Production readiness checklist:

Alerts configured and tested to page on real conditions.
Runbooks available and practiced.
Capacity buffer exists for expected failovers.
Chaos tests passed at least once in staging.

Incident checklist specific to Topology spread constraints:

Check pending pods and scheduling reasons.
Inspect node labels and topologyKeys.
Verify PDBs are not blocking evictions.
Check cluster autoscaler logs and scale events.
If necessary, relax whenUnsatisfiable or adjust maxSkew temporarily.

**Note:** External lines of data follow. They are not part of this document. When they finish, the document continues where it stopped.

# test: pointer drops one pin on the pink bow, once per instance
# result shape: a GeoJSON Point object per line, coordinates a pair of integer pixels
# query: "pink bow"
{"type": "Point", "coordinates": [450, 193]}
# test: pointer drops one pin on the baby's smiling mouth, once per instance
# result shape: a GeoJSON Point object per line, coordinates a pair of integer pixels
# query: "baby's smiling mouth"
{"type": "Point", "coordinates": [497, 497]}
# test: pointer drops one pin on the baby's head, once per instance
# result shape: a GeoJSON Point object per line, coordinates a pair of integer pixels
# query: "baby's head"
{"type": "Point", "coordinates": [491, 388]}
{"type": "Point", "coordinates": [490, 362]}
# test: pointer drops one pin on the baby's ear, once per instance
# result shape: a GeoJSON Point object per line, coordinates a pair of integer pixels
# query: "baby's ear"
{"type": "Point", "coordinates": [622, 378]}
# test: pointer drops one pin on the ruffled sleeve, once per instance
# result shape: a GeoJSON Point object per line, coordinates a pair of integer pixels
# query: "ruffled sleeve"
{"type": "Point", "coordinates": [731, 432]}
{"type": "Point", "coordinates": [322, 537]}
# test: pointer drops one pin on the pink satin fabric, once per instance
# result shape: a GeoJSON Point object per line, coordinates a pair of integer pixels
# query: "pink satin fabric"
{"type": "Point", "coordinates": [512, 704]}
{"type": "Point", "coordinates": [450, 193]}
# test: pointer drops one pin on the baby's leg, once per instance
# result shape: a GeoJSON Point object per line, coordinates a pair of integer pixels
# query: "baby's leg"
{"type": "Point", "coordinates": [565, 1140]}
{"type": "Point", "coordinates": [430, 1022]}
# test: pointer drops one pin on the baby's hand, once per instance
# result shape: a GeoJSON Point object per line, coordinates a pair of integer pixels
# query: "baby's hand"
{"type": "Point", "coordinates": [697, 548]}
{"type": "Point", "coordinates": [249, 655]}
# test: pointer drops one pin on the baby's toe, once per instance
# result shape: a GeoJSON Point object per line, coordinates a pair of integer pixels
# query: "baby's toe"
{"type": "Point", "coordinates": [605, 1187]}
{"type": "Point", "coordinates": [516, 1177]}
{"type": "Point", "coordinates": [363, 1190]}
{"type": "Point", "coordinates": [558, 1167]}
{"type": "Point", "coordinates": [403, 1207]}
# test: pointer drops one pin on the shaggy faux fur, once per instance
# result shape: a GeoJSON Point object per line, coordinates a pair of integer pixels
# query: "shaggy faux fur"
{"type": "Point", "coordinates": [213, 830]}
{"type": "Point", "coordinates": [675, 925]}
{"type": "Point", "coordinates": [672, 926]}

Use Cases of Topology spread constraints

Provide 8–12 use cases:

1) Highly available frontend service – Context: Public API served from multi-AZ cluster. – Problem: Zone failure should not take down all replicas. – Why it helps: Ensures replicas distributed across AZs. – What to measure: Replica skew by zone, error rate. – Typical tools: Prometheus, kube-state-metrics, Grafana.

2) Distributed database coordinator placement – Context: Small controller nodes managing DB shards. – Problem: Concentrated placement triggers quorum loss. – Why it helps: Keeps coordinators in different topologies to maintain quorum. – What to measure: Leader changes, skew, latency. – Typical tools: Database metrics, scheduler logs.

3) Edge POP service distribution – Context: Edge compute across POPs or racks. – Problem: Single POP outage degrades regional service. – Why it helps: Ensures at least one replica in each POP. – What to measure: POP-level availability and latency. – Typical tools: Edge monitoring, node labels.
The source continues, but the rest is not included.